I've been putting this off for a couple of days, but let's look at what some people are saying about OpenSocial.

I'll start with Michael Arrington at TechCrunch:

Details emerged today on Google’s broad social networking ambitions....The new project, called OpenSocial (URL will go live on Thursday), goes well beyond what we’ve previously reported. It is a set of common APIs that application developers can use to create applications that work on any social networks (called “hosts”) that choose to participate.

What they haven’t done is launch yet another social network platform. As more and more of these platforms launch, developers have difficult choices to make. There are costs associated with writing and maintaining applications for these social networks. Most developers will choose one or two platforms and ignore the rest, based on a simple cost/benefit analysis.
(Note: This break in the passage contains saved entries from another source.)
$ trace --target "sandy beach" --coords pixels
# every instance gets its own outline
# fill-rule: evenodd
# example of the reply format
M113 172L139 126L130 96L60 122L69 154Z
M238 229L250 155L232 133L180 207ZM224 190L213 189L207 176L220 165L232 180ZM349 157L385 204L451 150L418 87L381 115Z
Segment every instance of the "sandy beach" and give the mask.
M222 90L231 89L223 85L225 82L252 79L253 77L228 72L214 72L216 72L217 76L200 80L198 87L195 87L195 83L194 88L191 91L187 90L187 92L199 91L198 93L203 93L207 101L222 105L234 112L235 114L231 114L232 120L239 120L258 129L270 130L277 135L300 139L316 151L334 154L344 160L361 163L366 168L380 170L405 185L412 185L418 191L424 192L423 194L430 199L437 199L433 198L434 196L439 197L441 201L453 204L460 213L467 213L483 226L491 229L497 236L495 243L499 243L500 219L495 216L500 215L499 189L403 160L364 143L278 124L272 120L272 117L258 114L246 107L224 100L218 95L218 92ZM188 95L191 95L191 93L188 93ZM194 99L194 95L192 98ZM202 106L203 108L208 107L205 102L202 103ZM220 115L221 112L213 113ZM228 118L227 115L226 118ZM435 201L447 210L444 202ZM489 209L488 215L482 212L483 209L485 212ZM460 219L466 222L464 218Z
Google wants to create an easy way for developers to create an application that works on all social networks. And if they pull it off, they’ll be in the center, controlling the network....

Partners are in two categories: hosts and developers. Hosts are the participating social networks, and include Orkut, Salesforce, LinkedIn, Ning, Hi5, Plaxo, Friendster, Viadeo and Oracle.

Developers include Flixster, iLike, RockYou and Slide.

All of this was being discussed just after Microsoft announced its investment in Facebook. Therefore, a lot of OpenSocial commentary compared the new tools to Facebook, with varying conclusions.

Francine Hardaway:

I would not like to be Microsoft(MSFT) tonight. After investing heavily in Facebook, Mr. Softie will have to "face" the fact that Google's(GOOG) new social networking API will be a strong competitor for Facebook's platform.

Now I don't know squat about APIs, but I do know that anything that makes it easier for a developer to repurpose his content (or use the same widget) over several social networks will be a success.

Robert Scoble:

Anyone remember Friendster? It was an early entrant into the social networking scene. If they had done their work right they SHOULD have been a much bigger player than they are now.

Why aren’t they?

1. They didn’t take care of PR and didn’t take care of bloggers. Hmmm, Facebook is doing exactly the same thing. Several people at the dinner tonight noted that Facebook hasn’t responded to claims that Facebook’s employees are spying on data that the public doesn’t have access to. And that’s just one PR complaint.
2. They kicked people out that they didn’t like. Hmmm, Facebook is doing exactly the same thing.
3. They didn’t respond to new competitors who took away their coolness. Facebook? They are about to meet their biggest competition yet.

On the other hand, this is wh - here's what Dave Winer said:

Standards devised by one tech company whose main purpose is to undermine another tech company, usually don't work.

In this case it's Google trying to undermine Facebook.

And I don't think it's going to work....

When Google makes their announcement on Thursday, the question they should be asked by everyone is -- How much of my data are you letting me control today? That's pretty much all that matters to anyone, imho.

As of now (8:00 am Pacific Daylight Time, doesn't mention OpenSocial yet. I just hope they don't launch it at 3:30 (2230 GMT); things will be crowded enough with the MicroMedia Meetup.